Armed with this new information, I went to Ancestry.com and found the couple listed in the 1930 U.S. census living in Carter County, Tennessee. This is the same county where I remember visiting my Great-Grandmother Hayes (Della, William’s wife) in the town of Elizabethton. The 1930 census listed Joseph and Mollie on Powder Branch Pike, but I don’t think a road by that name exists there any more.

Here is what information could be divined from the 1930 census listing:

  • They owned a home worth $4,000 (not a farm).
  • Joseph was two years younger than Mollie; they were 63 and 65 respectively in 1930.
  • They were married when he was 19 and she was 21. That would have been ~1886.
  • Her parents were both from Tennessee.
  • His father was from North Carolina and his mother from Tennessee.
  • He worked as a laborer doing odd jobs. She stayed at home.
  • He was not a veteran.

But that is the only clear mention of Joseph and Mollie that I can find in census records — at least after an initial search. Part of my challenge is that Joseph Hayes is a very common name, so I haven’t followed up on all possibilities. However, there doesn’t seem to be any indication that the Hayeses left Carter County and there are no other sure mentions of them living there in earlier or subsequent censuses.
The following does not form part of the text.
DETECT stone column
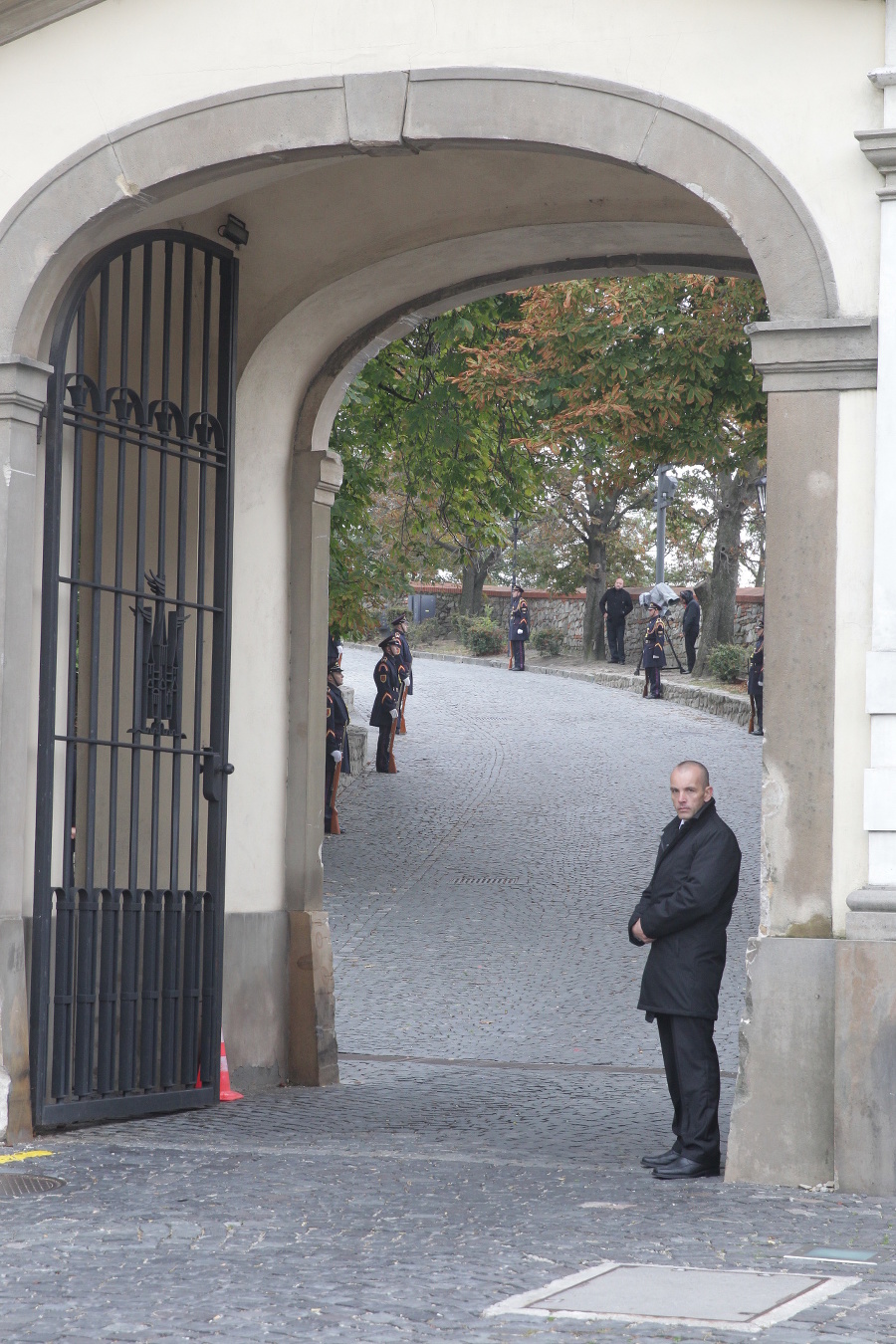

I did find two possibilities (searching the census on HeritageQuest Online), but the age information doesn’t match up. I found a 29yo Joseph S. Hayes in the 1900 census with his wife Mary (36yo) and several children (including a William E. — that is my great-grandfather’s name). Both of Joseph’s parents are listed as from North Carolina.

I also found a 9yo Joseph S. Hayes in 1880 — his age would match that of the one found in 1900 — so perhaps those two are the same Joseph, but I’m not convinced he’s *my* Joseph. Still, the inconsistencies are subtle enough to leave room for the possibility that one or perhaps all of these census records had errors in them.

I’m assuming that Mollie wasn’t my great-great-grandmother’s real name, otherwise it wouldn’t be in quotes like that on the back of the photo. I understand that Mollie can be a nickname for Mary. I am tempted to assume that Taylor may have been her maiden name, but there is no guarantee.